A.P. farmers burn Monsanto cotton crop
Date: 03-12-1998 :: Pg: 10 :: Col: e
HYDERABAD, Dec. 2.
Taking a cue from their Karnataka counterparts, farmers in Andhra Pradesh destroyed an experimental field of the controversial `Bollgard' cotton crop raised by the U.S. multinational Monsanto in Warangal district yesterday.
About 200 agitated farmers, suspecting application of `Terminator seed technology' in field trials, uprooted the crops spread over 500 square yards in Urugonda village and set it afire, a spokesman of the Federation of A.P. Farmers' Associations said here.
The Monsanto, along with its Indian arm Maharashtra Hybrid Seed Company (Mahyco), is in the eye of a storm over suspected `Terminator seed' technology which involves introduction of a gene that terminates germiability of seeds after one-time usage.
It is feared this technology would prove suicidal for Indian farmers as they would be forced into buying seeds from multinational companies for each crop.

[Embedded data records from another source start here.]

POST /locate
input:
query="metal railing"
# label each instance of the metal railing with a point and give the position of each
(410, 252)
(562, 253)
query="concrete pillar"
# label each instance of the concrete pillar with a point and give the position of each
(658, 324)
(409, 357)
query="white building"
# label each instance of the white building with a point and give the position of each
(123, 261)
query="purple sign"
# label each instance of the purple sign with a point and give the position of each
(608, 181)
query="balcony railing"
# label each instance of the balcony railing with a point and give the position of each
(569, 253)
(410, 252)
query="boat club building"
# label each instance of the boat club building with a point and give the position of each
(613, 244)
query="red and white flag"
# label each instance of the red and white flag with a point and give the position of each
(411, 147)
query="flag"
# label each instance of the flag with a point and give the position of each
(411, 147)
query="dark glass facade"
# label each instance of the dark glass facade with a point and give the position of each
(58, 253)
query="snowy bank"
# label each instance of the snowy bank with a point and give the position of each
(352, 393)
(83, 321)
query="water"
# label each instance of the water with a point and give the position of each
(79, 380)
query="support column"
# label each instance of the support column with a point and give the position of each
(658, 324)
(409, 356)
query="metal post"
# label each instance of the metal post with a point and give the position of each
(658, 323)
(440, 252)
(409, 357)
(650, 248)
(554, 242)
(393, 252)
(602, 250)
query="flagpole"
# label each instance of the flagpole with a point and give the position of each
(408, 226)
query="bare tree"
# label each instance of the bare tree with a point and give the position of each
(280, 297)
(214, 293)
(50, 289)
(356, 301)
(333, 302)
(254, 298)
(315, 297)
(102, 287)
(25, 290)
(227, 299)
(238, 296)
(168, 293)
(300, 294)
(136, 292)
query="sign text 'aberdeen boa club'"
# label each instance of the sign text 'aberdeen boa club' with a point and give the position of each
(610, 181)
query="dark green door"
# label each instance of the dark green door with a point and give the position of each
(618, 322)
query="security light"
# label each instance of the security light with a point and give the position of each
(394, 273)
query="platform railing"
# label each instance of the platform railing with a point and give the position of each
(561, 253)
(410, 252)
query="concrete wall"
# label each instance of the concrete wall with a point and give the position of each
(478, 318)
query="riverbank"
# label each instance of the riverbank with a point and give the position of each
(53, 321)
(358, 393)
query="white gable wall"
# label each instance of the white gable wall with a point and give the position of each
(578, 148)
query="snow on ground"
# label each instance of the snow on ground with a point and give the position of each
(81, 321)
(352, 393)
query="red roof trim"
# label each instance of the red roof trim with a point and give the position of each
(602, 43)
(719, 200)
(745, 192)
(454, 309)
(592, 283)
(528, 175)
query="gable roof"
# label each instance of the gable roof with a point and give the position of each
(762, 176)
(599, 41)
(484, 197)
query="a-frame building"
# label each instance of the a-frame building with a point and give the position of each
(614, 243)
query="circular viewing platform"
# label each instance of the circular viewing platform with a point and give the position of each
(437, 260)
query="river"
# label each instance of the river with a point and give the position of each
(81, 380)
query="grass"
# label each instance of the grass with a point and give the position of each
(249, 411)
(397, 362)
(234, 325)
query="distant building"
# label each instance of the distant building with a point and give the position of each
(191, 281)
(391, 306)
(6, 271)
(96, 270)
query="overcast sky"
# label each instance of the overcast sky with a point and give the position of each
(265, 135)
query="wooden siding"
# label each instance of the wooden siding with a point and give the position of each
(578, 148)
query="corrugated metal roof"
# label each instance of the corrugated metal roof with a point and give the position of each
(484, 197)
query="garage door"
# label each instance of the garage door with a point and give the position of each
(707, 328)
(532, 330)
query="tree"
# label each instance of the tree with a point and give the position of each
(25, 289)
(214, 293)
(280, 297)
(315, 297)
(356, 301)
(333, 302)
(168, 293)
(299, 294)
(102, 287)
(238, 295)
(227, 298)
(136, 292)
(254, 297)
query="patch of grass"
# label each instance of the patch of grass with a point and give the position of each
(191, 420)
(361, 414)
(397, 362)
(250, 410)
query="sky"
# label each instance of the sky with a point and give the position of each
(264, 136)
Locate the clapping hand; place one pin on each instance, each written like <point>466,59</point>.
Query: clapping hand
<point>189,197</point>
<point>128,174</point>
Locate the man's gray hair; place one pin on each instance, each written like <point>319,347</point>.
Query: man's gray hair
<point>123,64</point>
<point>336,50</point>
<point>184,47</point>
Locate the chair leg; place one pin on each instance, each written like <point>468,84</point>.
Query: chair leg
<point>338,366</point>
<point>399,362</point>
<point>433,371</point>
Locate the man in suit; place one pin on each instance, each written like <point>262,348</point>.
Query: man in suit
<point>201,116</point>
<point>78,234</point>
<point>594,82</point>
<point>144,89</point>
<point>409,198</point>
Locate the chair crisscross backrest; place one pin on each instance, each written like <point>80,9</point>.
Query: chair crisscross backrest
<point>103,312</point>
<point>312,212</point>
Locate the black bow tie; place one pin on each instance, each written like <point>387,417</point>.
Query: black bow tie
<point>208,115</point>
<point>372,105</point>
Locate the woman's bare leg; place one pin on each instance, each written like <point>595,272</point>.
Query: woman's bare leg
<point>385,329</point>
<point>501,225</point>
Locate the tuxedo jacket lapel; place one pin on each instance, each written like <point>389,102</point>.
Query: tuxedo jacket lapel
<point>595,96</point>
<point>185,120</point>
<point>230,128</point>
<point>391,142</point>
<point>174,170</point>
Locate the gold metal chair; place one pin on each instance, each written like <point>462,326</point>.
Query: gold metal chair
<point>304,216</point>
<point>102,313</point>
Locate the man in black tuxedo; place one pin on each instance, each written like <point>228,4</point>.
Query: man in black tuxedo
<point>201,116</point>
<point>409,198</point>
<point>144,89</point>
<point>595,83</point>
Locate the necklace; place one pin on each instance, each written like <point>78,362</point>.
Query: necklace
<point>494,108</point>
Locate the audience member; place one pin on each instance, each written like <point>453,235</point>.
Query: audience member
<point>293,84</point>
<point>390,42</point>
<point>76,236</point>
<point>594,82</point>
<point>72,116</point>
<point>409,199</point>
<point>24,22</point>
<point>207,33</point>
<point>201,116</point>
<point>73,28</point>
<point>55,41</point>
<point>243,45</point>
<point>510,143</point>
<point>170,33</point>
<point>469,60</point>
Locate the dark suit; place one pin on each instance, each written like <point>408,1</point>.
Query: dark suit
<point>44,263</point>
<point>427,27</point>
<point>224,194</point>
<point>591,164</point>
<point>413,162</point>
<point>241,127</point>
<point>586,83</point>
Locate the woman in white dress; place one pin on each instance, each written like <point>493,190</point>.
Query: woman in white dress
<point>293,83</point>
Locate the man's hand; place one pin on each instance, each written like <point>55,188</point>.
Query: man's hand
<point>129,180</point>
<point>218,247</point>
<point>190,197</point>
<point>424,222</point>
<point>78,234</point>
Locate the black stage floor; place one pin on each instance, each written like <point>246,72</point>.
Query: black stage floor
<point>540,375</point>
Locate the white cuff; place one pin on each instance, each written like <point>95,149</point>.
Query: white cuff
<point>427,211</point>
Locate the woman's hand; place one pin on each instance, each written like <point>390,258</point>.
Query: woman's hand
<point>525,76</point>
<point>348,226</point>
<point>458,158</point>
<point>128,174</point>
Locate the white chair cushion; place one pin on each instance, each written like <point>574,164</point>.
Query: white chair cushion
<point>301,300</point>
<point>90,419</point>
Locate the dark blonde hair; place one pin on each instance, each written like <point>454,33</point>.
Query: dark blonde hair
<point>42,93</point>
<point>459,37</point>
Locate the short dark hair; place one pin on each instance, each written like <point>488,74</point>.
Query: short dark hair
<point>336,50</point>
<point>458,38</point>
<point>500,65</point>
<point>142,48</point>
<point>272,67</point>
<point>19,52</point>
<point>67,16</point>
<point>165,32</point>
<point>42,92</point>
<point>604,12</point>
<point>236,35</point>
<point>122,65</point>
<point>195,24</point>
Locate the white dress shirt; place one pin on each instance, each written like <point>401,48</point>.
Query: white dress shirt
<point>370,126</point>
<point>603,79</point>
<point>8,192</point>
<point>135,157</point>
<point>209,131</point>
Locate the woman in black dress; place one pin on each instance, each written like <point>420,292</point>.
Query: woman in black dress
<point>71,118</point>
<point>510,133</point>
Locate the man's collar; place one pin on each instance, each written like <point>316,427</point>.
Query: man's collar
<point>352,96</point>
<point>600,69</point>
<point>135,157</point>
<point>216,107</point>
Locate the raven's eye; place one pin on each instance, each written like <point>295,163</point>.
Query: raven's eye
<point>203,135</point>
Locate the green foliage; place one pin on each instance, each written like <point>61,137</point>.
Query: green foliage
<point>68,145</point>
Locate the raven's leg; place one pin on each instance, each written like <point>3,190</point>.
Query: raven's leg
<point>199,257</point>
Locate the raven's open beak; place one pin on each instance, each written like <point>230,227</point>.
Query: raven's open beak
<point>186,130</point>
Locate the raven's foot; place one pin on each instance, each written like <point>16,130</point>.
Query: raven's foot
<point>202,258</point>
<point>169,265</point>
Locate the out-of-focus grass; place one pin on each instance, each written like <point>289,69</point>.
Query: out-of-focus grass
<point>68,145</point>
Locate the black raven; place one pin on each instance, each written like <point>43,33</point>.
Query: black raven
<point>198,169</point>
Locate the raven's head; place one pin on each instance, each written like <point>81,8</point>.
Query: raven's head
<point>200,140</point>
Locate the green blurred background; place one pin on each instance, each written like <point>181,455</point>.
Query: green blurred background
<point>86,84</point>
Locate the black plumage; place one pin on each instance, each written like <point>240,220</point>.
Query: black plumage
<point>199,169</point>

The genetically improved `Bollgard' cotton crop involves usage of seeds containing a bacterium called `Bacillus thuringiensis' (BT) which protects the cotton from `bollworm,' the most common pest that attacks cotton crops. The seed company contends that this technology would not only obviate the need for applying pesticides but also helps improve yields significantly. As a result, farmers could reap rich profits, it argues. ``The Bollgard cotton seed has nothing to do with the `Terminator' seed technology which is only at a conceptual stage and may take another 10 years for commercial scale development,'' the Monsanto Communications Manager, Ms. Meena Vaidyanathan, said yesterday.
Unconvinced, the farmers' federation alleged that there were attempts to surreptitiously introduce `Terminator seed' technology in the country in the guise of genetically improved cotton varieties.
The federation has constituted three separate teams, comprising agricultural scientists and farmers, which would be deputed to Monsanto trial centres in the State to study the technology from farmers' point of view.